Don’t believe it? What would you think of a friend (let’s call him “Bill Clinton”) who is constantly emailing you to ask just how far he can go with the hot secretary without it actually crossing the line into, you know, “adultery” (he always puts the word in scare quotes, as though there isn’t really such a thing and he’s certainly not guilty of it). He continues:
“After all, not all touching is necessarily sexual in nature. And besides, her husband is really a jerk. And just because you kiss somebody doesn’t necessarily mean you mean it in that way. Why, St. Paul says to greet the brethren with a holy kiss! So you could say that I’m just obeying God. And she’s so lonely and frightened right now. I feel like I’m her only friend. And let’s not forget King David. He was a friend to Abigail when her foolish husband acted like a brute and he was rewarded by God for it. And another thing, just how much clothing is “too little” clothing for us to wear around each other? That’s so vague! I mean, you can go to the beach and see lots of people with a lot less on! And has the Church ever dogmatically defined how many centimeters you actually have to penetrate in the act of sex before it’s technically called ‘adultery’? I’m just asking for clarity here!”

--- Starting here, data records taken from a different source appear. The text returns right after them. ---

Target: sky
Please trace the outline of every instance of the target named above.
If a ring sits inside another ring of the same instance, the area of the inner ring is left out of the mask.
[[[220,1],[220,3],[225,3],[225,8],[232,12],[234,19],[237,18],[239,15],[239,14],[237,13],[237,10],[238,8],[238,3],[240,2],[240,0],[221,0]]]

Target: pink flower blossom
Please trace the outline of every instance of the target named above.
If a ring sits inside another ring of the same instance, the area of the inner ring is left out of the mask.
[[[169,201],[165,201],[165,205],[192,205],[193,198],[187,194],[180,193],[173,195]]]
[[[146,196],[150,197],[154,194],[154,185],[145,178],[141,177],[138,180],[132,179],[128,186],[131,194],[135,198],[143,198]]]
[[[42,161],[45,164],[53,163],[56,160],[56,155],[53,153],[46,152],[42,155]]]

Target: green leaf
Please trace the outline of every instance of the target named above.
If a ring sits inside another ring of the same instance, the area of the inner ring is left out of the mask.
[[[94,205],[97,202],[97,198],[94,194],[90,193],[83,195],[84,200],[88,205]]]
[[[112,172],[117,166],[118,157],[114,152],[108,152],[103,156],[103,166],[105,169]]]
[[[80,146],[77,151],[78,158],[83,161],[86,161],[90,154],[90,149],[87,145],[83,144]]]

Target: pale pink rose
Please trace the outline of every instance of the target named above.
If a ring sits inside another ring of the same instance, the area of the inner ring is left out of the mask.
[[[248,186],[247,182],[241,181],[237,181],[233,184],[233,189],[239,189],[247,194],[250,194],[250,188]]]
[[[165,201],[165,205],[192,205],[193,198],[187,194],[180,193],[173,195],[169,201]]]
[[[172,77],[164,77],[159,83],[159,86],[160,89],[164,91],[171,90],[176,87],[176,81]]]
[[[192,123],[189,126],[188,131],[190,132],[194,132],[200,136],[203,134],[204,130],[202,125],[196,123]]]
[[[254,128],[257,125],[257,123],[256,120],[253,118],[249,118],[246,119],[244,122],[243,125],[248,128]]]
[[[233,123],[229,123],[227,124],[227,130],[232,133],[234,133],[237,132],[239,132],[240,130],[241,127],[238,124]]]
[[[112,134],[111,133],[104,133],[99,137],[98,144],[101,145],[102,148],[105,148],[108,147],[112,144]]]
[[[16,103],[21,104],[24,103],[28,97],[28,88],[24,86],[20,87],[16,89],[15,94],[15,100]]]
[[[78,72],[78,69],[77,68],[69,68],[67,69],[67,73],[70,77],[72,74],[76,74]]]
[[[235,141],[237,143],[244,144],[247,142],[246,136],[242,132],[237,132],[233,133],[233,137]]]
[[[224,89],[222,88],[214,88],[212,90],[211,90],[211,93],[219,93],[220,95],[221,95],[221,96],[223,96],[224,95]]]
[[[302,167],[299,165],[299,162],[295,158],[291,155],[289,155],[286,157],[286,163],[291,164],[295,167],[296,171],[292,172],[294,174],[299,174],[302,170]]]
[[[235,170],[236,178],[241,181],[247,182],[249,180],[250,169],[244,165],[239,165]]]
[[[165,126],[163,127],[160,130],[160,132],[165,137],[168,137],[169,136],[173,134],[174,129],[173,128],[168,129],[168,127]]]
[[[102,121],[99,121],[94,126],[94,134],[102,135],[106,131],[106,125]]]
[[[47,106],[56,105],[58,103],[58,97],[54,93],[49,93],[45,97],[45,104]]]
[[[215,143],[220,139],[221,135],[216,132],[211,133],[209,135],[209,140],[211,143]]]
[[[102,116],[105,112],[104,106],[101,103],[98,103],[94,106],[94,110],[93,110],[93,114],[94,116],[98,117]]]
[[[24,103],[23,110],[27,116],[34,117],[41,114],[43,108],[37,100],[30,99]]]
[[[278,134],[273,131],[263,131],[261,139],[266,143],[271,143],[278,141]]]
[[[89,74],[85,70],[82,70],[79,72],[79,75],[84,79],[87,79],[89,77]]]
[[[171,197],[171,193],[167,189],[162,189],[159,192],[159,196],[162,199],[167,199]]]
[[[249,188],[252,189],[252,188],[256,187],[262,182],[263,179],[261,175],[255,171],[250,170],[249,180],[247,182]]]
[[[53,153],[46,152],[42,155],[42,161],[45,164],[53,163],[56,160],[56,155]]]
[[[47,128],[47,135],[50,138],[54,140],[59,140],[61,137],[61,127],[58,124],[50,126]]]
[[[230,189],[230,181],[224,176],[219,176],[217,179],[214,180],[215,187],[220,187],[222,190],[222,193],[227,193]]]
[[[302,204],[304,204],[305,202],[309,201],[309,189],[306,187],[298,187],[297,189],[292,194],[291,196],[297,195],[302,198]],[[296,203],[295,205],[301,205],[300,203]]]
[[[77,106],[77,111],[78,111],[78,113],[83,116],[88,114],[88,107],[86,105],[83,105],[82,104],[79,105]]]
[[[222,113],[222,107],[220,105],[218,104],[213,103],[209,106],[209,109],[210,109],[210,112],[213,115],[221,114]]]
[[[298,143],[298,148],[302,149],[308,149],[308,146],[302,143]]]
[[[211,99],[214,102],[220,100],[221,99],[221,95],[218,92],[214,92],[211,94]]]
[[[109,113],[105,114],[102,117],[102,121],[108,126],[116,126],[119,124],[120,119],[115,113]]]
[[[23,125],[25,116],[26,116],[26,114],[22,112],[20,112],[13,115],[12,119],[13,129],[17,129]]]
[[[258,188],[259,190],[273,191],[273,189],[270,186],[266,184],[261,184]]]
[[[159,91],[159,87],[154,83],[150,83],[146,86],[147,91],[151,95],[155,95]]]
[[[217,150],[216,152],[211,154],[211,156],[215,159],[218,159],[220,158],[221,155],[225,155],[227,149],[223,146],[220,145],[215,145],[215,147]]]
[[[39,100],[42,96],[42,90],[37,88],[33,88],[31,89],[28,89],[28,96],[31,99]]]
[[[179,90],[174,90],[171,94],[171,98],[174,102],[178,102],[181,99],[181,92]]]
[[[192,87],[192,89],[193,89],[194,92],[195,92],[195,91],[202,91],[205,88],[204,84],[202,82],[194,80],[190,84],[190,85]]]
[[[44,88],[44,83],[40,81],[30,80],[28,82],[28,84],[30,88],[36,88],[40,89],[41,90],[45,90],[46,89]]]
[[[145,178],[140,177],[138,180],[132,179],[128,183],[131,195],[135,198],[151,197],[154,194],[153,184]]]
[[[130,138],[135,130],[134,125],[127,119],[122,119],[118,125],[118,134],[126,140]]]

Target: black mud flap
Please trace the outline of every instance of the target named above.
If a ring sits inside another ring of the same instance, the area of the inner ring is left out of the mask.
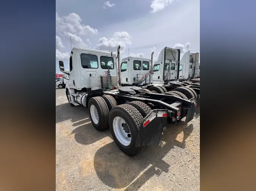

No. The last thing such a Clintonian line of questioning seeks is clarity. These questions—like the vast majority of “What is torture? What is a baby?” questions—are asked, not to find things out, but to keep from finding things out. The goal of this rhetoric is to create a haze of fog that shrouds the intrinsically immoral act from view.

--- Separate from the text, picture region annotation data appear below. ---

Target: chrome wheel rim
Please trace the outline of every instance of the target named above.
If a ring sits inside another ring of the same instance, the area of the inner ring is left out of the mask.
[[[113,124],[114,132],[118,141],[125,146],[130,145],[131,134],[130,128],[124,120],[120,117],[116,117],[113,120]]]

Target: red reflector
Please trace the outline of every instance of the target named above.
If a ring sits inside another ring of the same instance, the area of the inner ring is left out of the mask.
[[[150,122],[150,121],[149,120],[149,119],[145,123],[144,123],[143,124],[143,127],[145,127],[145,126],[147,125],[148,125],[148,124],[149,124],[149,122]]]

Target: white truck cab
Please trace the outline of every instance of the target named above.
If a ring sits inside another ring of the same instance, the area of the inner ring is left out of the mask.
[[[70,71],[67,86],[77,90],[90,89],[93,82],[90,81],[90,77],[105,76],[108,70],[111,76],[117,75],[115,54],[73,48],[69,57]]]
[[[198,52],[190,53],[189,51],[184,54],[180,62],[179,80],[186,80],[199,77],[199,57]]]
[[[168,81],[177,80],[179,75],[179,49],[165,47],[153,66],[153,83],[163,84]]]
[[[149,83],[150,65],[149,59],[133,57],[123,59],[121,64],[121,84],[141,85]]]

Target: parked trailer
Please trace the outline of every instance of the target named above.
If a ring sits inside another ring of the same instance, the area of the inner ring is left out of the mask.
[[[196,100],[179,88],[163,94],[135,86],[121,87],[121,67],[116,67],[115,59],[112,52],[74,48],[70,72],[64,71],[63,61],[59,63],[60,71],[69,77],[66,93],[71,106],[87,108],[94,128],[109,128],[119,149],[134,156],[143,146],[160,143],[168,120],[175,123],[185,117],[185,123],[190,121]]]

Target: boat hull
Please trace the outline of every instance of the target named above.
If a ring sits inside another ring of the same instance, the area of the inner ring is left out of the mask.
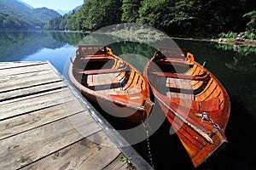
[[[230,112],[230,99],[220,82],[195,61],[188,50],[163,51],[155,53],[143,73],[197,167],[228,143],[224,129]]]
[[[69,67],[69,78],[119,128],[138,126],[147,119],[154,105],[143,75],[108,48],[79,46]]]

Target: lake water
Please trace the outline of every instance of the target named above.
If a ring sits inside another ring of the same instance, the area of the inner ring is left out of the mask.
[[[72,32],[0,31],[0,61],[49,60],[65,76],[69,58],[76,45],[87,36]],[[90,41],[105,43],[113,37],[99,35]],[[141,71],[154,48],[140,42],[115,41],[109,45],[113,53],[122,55]],[[256,169],[256,48],[236,47],[211,42],[173,39],[181,48],[195,54],[195,60],[213,73],[229,93],[231,112],[225,130],[229,143],[199,169]],[[106,43],[105,43],[106,44]],[[125,55],[137,54],[136,57]],[[145,60],[145,56],[147,59]],[[150,136],[155,169],[194,169],[186,151],[176,135],[169,134],[170,125],[165,122]],[[147,159],[142,149],[134,147]]]

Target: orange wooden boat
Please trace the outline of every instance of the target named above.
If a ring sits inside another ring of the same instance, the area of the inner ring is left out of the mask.
[[[143,75],[103,45],[80,45],[69,77],[90,102],[125,128],[145,121],[154,105]]]
[[[144,76],[195,167],[227,143],[230,102],[219,81],[188,50],[160,48]]]

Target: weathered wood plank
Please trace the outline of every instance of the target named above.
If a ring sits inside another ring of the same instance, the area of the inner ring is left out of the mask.
[[[50,69],[51,67],[47,65],[47,63],[41,65],[32,65],[28,66],[10,67],[0,70],[0,76],[37,72],[39,71],[42,71]]]
[[[47,84],[40,84],[37,86],[32,86],[25,88],[18,88],[11,91],[6,91],[0,93],[0,101],[7,100],[15,97],[22,97],[26,95],[30,95],[33,94],[43,93],[46,91],[50,91],[61,88],[66,88],[67,85],[63,82],[54,82]]]
[[[81,104],[73,99],[63,104],[2,121],[0,140],[82,111],[84,114],[86,112]]]
[[[119,164],[113,160],[119,158],[119,150],[113,145],[112,141],[100,131],[91,136],[90,139],[98,138],[105,144],[97,144],[94,140],[84,139],[81,141],[67,148],[58,150],[47,157],[44,157],[23,169],[103,169],[113,163]],[[106,144],[108,141],[108,144]],[[110,145],[109,145],[110,144]],[[51,162],[51,163],[49,163]],[[123,163],[123,162],[122,162]],[[119,167],[113,165],[113,167]]]
[[[79,113],[1,140],[0,167],[22,167],[100,131],[89,117]]]
[[[61,78],[53,71],[42,71],[38,72],[12,75],[0,77],[0,92],[24,88],[39,84],[49,83],[61,81]]]
[[[0,102],[0,120],[56,105],[70,100],[72,96],[70,91],[62,88]]]
[[[31,65],[39,65],[48,64],[46,61],[31,61],[31,62],[1,62],[0,63],[0,70],[15,68],[15,67],[25,67]]]
[[[102,170],[131,170],[131,166],[129,167],[125,162],[121,162],[123,156],[123,154],[120,154],[113,162],[111,162],[111,164],[108,165]],[[135,170],[136,168],[134,167],[133,169]]]

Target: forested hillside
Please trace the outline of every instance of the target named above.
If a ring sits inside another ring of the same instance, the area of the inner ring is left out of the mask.
[[[56,11],[46,8],[32,8],[16,0],[0,0],[0,30],[44,28],[58,16]]]
[[[94,31],[113,24],[146,24],[172,35],[255,32],[255,0],[86,0],[45,29]]]

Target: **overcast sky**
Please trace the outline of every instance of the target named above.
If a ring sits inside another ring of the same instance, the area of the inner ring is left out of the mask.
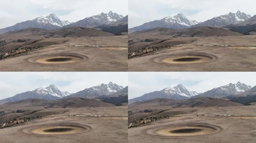
[[[198,93],[238,81],[256,85],[256,72],[129,72],[128,75],[129,99],[179,83]]]
[[[0,72],[0,100],[32,91],[53,83],[61,91],[74,93],[85,88],[112,81],[125,87],[128,73],[125,72]]]
[[[129,28],[181,12],[189,20],[204,22],[238,10],[256,14],[255,0],[129,0]]]
[[[128,0],[0,0],[0,29],[50,13],[76,22],[110,10],[128,13]]]

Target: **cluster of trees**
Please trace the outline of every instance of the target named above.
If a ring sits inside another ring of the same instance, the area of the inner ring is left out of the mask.
[[[3,46],[6,44],[6,42],[5,42],[5,40],[0,40],[0,47],[1,46]]]

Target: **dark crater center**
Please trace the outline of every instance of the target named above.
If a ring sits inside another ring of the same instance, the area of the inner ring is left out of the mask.
[[[72,59],[72,58],[57,58],[47,59],[46,61],[50,62],[66,61],[70,61]]]
[[[44,130],[43,131],[47,133],[62,133],[65,132],[74,130],[72,128],[54,128],[50,129]]]
[[[201,59],[201,58],[198,57],[188,57],[176,58],[173,60],[175,61],[193,61]]]
[[[169,132],[173,133],[196,133],[203,130],[200,128],[182,128],[170,131]]]

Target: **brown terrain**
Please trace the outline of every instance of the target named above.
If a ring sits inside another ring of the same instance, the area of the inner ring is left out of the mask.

Happily, however, there is a remedy for all this tergiversation. The straightest, truest highway out of the morass of intellectual darkness caused by the sinful attempt to ask “How much sin can we get away with?” is this: “How do we act virtuously?”
The moment we go from framing the question in terms of trying to bargain our way out of damnation and instead frame it in terms of seeking virtue, all the fog disappears. We no longer have to wonder just how close we can tiptoe up to adultery without committing it. We don’t have to endure puzzlement about how near to hypothermia we can push our victim without it being torture. We don’t have to microscopically parse the question “How near to personhood should our victim be before its wrong to burn them alive or tear them apart in their mother’s womb?”
When you are trying to be virtuous and not merely trying to get away with something, you don’t do that kind of stuff. The whole discussion begins on a different footing. You ask things like “How can I love, honor, and cherish my wife and avoid the near occasion of sin?” You seek to interrogate prisoners in a framework of humane treatment and discover that people more readily divulge accurate information to people they trust than to people they hate and fear. You find that people who retain their dignity as human beings are more likely to be accurate than people who have been pushed past the brink of madness by cruelty. You seek to care for women and their children without making it a kill-or-be-killed scenario.
You trust, in short, that Jesus knows what he’s talking about when he tells us “Seek first the kingdom of God and all these things will be added to you as well.”